That it took them a month to realize what ShrubCo was up to isn't all that surprising, is it?
posted by dejah420 at 6:27 PM on May 27, 2004


Look, I don't follow the media world very closely, so I'm very probably wrong on this. However, I can think of 2 or 3 different interpretations that don't equal to "folding like a 2 dollar suitcase to give Bush a free pass...".

I don't know who wields creative control at Comedy Central, but is it possible he got new marching orders from his corporate masters (whoever they might be - everyone in the media has corporate masters, right)? I can imagine a conversation like "Look, Jon, Bush's approval rating is something like 90%. Don't rock the boat on this right now. You're a big moneymaker for us and we don't want you to get lynched in the street." Maybe Stewart himself didn't want to get lynched in the street. Maybe the advertisers told the corporate masters "No harshing on Bush or we pull all our advertising off your network."

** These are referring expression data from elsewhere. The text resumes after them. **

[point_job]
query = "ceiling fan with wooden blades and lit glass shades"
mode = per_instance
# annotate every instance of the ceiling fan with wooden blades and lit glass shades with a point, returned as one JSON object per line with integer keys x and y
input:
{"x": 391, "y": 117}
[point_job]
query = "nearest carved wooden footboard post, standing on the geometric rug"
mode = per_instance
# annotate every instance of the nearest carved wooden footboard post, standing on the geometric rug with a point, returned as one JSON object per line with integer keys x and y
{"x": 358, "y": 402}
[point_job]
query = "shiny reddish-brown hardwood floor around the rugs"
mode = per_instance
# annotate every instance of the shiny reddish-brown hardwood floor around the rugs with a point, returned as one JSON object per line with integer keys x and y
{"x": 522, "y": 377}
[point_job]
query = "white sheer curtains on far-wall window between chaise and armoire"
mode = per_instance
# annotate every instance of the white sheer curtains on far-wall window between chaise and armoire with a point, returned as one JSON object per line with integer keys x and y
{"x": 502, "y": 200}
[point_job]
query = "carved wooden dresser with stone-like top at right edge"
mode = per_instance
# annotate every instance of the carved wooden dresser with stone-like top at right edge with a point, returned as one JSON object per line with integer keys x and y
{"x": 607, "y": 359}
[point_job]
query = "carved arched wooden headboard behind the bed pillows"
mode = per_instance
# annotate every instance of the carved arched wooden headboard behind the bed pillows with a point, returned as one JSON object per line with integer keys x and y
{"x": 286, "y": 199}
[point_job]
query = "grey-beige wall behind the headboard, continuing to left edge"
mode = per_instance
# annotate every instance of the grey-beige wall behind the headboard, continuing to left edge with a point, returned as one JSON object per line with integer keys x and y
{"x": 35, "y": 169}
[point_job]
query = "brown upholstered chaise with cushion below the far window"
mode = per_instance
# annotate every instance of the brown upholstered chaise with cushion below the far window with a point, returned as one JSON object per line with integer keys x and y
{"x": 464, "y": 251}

Having an event like that happen where you can watch it go down has to be a big shakeup. Maybe he knew people who died. Maybe he truly believed (for a while) that things really were different somehow. That the world really had changed. Maybe he felt that the right thing was to get behind the president to try and ensure some kind of national unity.

But you know what? Even if that last bit is the truth (and I think it probably was), he seems to have come back to his senses. Which, to me, makes him a whole fucking ton better than people like Dennis Miller, who (last time I checked) has gone all the way to the opposite end of the spectrum, and been happy to stay there.